The Bourne Retribution
- Author: Robert Ludlum (series creator) Eric Van Lustbader
- Language: English
- Series: Jason Bourne
- Genre: Spy, thriller
- Publisher: Grand Central Publishing (US)
- Publication date: December 3, 2013
- Publication place: United States
- Media type: Print (hardback)
- Pages: 432 Pages pp (first edition)
- ISBN: 1455550957
- Preceded by: The Bourne Imperative
- Followed by: The Bourne Ascendancy

= The Bourne Retribution =

2013 novel by Eric Van Lustbader

The Bourne Retribution is the eleventh novel in the Bourne series and eighth by Eric Van Lustbader. The book was released on December 3, 2013, as a sequel to The Bourne Imperative. It was followed up with The Bourne Ascendancy.

==Plot summary==

Bourne's friend Eli Yadin, head of Mossad, learns that Ouyang Jidan, a senior member of China's Politburo, and a major Mexican drug lord may have been trafficking in more than drugs. Yadin needs Bourne to investigate. Bourne agrees, but only because he has a personal agenda: Ouyang Jidan is the man who ordered Rebeka—one of the only people Bourne has ever truly cared about—murdered. Bourne is determined to avenge her death, but in the process he becomes enmeshed in a monstrous worldwide scheme involving the Chinese, Mexicans, and Russians. Bourne's desperate search for Ouyang takes him from Tel Aviv to Shanghai, Mexico City, and, ultimately, a village on China's coast where a clever trap has been laid for him. Bourne finds himself pursued on all sides and unsure whom he can trust.

Jason's adventure begins when Eden Mazar, an Israeli Mossad agent, is murdered by members of a Mexican drug cartel named Los Zetas. Following this, he is approached by Mossad director Eli Yadin, who invites Bourne to embark on a mission to find a connection between Eden Mazar's murder and the death of Rebeka, Bourne's love interest. Bourne goes to Shanghai, under an alias, but he later disposes of his disguise and pursues Ouyang's right-hand man, Colonel Sun. After finding out about this, Amir Ophir, another Israeli Mossad member, sends an assassin named Retzach to kill Bourne, but Bourne kills Retzach instead. Following this, Bourne goes on a wild goose chase for Ouyang, which comes to a head in Mexico City, where he encounters Maricruz, wife of Ouyang Jidan, who has been injured in an attack by a rival cartel in Mexico and is currently caring for a girl named Angel.
Later, Colonel Sun appears at the hospital and, upon seeing Maricruz with Angel, begins verbally abusing and later threatening Angel. Bourne, disguised as a doctor, intervenes and fights Sun, who is ultimately killed by Angel.

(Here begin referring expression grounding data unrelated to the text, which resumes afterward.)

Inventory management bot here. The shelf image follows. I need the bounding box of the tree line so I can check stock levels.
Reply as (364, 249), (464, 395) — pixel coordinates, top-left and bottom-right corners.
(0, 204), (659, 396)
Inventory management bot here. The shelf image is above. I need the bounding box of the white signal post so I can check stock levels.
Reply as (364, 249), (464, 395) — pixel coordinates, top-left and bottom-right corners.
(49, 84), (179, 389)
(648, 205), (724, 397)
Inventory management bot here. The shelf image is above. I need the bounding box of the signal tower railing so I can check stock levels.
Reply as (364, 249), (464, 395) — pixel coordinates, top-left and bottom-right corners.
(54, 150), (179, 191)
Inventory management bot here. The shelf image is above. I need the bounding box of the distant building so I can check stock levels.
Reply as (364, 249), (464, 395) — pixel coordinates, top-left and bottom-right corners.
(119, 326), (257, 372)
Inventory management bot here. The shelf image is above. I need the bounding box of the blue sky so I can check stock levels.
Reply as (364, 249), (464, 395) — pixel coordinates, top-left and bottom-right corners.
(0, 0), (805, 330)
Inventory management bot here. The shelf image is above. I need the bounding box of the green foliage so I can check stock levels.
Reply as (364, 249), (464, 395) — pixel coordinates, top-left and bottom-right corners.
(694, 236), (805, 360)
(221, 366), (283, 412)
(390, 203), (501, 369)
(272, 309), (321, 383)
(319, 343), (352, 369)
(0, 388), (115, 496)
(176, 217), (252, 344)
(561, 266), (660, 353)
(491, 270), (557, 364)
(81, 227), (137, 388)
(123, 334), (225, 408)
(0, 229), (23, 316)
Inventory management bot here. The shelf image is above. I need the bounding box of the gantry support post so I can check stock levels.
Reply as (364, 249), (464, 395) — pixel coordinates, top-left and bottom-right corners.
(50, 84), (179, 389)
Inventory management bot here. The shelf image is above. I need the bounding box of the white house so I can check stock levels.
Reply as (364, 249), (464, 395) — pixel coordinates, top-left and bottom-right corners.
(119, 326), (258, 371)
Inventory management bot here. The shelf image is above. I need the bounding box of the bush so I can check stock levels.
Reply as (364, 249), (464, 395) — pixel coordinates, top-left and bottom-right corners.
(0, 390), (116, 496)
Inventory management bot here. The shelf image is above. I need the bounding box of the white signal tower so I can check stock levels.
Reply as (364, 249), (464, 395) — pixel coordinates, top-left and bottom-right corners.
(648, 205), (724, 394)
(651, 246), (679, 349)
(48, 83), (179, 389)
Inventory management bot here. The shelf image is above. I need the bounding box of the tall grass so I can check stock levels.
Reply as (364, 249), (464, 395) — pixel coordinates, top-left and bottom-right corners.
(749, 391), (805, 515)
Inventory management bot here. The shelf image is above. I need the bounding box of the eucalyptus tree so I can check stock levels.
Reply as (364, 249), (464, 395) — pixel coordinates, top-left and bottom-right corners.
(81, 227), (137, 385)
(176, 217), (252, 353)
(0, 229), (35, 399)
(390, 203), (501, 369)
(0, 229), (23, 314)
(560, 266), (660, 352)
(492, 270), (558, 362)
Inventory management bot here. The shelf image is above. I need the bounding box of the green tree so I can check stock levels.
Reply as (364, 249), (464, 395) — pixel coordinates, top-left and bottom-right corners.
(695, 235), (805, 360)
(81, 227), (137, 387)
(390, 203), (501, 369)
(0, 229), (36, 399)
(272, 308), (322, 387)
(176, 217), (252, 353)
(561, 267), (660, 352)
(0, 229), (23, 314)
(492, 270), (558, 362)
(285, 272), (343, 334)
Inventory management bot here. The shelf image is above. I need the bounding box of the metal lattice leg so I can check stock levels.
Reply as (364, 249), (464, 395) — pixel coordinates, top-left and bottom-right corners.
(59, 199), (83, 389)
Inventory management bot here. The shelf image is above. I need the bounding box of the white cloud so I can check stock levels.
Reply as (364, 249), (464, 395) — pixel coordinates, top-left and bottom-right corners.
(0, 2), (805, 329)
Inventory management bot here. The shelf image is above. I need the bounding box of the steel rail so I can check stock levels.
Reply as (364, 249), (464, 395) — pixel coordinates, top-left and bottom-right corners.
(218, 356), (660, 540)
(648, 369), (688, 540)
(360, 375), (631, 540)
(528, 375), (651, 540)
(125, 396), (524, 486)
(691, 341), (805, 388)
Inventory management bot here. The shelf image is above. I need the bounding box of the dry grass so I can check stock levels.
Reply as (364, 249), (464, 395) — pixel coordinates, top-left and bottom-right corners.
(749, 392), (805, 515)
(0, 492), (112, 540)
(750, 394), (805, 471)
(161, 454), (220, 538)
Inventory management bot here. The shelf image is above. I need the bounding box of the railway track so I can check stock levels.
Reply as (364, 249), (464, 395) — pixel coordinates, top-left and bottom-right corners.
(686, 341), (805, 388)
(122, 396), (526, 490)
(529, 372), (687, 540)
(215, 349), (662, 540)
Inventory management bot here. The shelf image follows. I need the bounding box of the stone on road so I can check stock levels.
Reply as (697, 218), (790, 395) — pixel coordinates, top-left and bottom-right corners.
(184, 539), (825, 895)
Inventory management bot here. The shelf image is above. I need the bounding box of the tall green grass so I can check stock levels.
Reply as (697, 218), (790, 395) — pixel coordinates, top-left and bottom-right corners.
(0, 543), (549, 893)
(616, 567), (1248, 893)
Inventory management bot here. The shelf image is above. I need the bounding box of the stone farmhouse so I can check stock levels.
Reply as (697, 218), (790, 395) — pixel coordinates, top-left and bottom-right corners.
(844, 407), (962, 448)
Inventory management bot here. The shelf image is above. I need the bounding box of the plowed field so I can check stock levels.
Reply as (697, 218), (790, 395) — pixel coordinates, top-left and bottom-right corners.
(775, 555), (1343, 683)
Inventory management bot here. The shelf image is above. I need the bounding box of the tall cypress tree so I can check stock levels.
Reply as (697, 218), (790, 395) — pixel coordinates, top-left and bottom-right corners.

Following this, Bourne escapes with Maricruz and Angel, and later drops them off at the house of Anunciata, a friend of Bourne whom he rescued in the previous novel. Bourne is later framed for bombing the SUV of a cartel leader named Carlos Danda Carlos, and eventually falls victim to an attempted murder by Ophir, whom Bourne eliminates. Later, he buys a flamethrower from an arms dealer named J.J. Hale, which he later uses to kill Carlos Danda Carlos. Following this, Bourne leaves Mexico and goes to China, where he teams up with a Russian FSB agent named Leonid. Disguised as a member of Ouyang's staff, Bourne infiltrates Ouyang's estate, but his cover is blown and he is eventually captured.

After a tense interrogation session, Bourne breaks free, then engages in a fight against Ouyang, who attacks Bourne with a sword. Bourne ultimately kills Ouyang, fulfilling his vengeance against the Chinese Politburo member.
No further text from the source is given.